2. Google search primary care, urgent care, or family practice offices in underserved states. Avoid big medical corporations. Often times these smaller offices have more work than the current physicians can handle. They just need people with medical licenses who can supervise N.P.'s and P.A.'s, or they need another M.D. to share overhead expenses. You can negotiate either a salary, a percentage of your total revenue, or a combination of both. Expect compensation to be at a minimum $120k/year. Within a year you could easily hit $150-200k if you do well on the % plan.
Expect a lot of rejections just because you are not residency trained. There are practices that do not require it. However, you will learn the bitter taste of systematic discrimination in this profession for those who do not finish training.
3. You were canned for an illegitimate purpose like a lack of fit, personality conflict, arguing with someone you shoud not have, etc. Do not follow this route if you truly lacked clinical competency.

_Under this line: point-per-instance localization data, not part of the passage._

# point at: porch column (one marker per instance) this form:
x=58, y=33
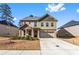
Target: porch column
x=22, y=33
x=55, y=34
x=26, y=33
x=19, y=33
x=38, y=33
x=32, y=33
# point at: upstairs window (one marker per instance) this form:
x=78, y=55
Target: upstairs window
x=35, y=24
x=52, y=24
x=47, y=24
x=42, y=24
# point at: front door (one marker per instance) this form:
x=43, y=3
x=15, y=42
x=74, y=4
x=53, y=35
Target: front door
x=35, y=33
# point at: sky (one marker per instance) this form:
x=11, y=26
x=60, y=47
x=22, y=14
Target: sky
x=63, y=12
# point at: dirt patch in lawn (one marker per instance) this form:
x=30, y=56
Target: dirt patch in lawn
x=73, y=40
x=7, y=44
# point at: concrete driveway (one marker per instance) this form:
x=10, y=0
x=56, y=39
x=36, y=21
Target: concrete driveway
x=49, y=46
x=55, y=46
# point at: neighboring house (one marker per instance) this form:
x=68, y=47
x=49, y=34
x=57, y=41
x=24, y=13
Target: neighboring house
x=70, y=29
x=8, y=29
x=41, y=27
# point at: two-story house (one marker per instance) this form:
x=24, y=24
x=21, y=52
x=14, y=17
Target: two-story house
x=41, y=27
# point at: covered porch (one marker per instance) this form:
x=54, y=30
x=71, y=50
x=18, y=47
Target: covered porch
x=25, y=31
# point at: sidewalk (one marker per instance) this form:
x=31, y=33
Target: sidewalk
x=49, y=47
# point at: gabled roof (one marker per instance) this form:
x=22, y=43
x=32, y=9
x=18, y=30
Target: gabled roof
x=35, y=18
x=24, y=26
x=4, y=22
x=30, y=18
x=47, y=15
x=71, y=23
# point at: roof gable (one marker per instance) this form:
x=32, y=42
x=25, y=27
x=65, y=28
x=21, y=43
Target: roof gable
x=71, y=23
x=47, y=17
x=4, y=22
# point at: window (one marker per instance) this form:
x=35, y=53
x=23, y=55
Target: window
x=35, y=24
x=51, y=24
x=47, y=24
x=42, y=24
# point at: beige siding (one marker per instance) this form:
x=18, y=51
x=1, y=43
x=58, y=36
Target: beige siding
x=8, y=31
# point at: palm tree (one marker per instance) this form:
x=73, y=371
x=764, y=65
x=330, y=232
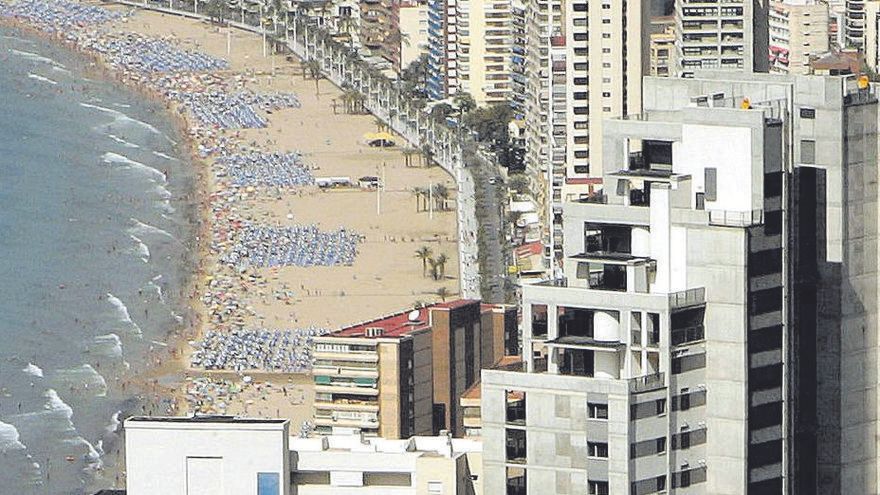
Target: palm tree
x=424, y=254
x=314, y=68
x=441, y=264
x=427, y=155
x=407, y=155
x=441, y=194
x=435, y=267
x=419, y=193
x=443, y=293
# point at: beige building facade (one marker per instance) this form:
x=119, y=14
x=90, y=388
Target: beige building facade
x=798, y=31
x=413, y=25
x=403, y=374
x=588, y=63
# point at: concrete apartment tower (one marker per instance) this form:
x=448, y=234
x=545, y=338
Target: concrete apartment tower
x=585, y=61
x=726, y=35
x=798, y=31
x=855, y=25
x=715, y=327
x=442, y=48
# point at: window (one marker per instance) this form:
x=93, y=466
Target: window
x=711, y=186
x=597, y=411
x=516, y=446
x=765, y=301
x=268, y=484
x=595, y=449
x=597, y=487
x=808, y=151
x=688, y=362
x=647, y=447
x=773, y=222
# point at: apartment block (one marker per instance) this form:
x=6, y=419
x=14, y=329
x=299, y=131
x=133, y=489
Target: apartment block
x=379, y=31
x=442, y=48
x=855, y=24
x=798, y=32
x=413, y=25
x=402, y=375
x=663, y=54
x=872, y=38
x=726, y=35
x=706, y=333
x=484, y=49
x=588, y=62
x=354, y=465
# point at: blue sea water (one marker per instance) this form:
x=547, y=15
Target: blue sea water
x=96, y=227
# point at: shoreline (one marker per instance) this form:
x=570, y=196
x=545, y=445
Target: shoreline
x=175, y=363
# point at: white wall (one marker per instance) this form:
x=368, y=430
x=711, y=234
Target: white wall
x=728, y=149
x=157, y=454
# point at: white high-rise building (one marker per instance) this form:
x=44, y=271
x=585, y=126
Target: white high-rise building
x=726, y=35
x=585, y=61
x=714, y=328
x=798, y=31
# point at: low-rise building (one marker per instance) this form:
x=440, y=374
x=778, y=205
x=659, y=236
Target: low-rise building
x=353, y=464
x=402, y=375
x=210, y=455
x=225, y=455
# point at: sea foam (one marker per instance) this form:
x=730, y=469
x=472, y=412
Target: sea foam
x=128, y=163
x=143, y=251
x=122, y=313
x=9, y=438
x=120, y=117
x=41, y=78
x=33, y=370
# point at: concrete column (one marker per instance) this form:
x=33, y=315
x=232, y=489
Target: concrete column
x=660, y=236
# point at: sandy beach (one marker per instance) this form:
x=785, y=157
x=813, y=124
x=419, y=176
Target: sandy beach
x=385, y=275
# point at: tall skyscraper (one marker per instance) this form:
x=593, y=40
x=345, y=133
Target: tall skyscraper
x=715, y=327
x=586, y=62
x=798, y=31
x=442, y=52
x=727, y=35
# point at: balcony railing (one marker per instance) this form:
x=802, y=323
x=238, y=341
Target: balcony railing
x=725, y=218
x=647, y=383
x=689, y=297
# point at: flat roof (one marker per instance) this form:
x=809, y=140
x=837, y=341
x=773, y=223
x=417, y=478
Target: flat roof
x=399, y=324
x=204, y=419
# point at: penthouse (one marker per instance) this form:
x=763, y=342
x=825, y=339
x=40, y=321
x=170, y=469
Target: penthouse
x=403, y=374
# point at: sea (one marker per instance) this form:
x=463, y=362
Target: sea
x=97, y=229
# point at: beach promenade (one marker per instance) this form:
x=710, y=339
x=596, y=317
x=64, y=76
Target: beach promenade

4. Risks: getting sued for malpractice could really impair getting a residency spot; facing the disdain of some PD's who think that practicing medicine without board certification is irresponsible behavior or some MD's who look down on you for not finishing training (you will get a sense of this when you meet everyone at the interview, avoid these places if you can); becoming accustomed to being treated like a real MD including having support staff take care of you, thus allowing you to spend all day seeing patients (there may be an adjustment problem when you head back to training); homesickness.
5. Benefits: lots of clinical experience, lots of business experience, relatively good pay.
6. Remember to have confidence in yourself. You are a licensed physician and the law presumes that you can practice medicine independently with reasonable care. Almost any M.D. can practice general medicine, which is now called Family Medicine, Internal Medicine, or Primary Care. The vast majority of this work occurs in an office setting and is the almost the same as it was a generation ago, no matter what it is now called. Board Certification makes it ridiculously easy to find a job or get hospital privileges, but it is not required to practice medicine.
7. If you can accept not finishing residency, you could open up your own practice. Better yet, find a few others to open up an office. The older physicians could front the money while you pay them back with the revenue generated from your account receivables. Initially, you will be treating primarily medicaid and medicare. These patients hardly ever ask where you went to medical school or whether you finished residency training. Within a month or two, you will be seeing 20-30 patients a day. You will need to hire someone experienced in billing who will handle all the paper work, even if this means you triage the patients yourself initially. Also malpractice is cheap, because you are engaging in low risk medicine.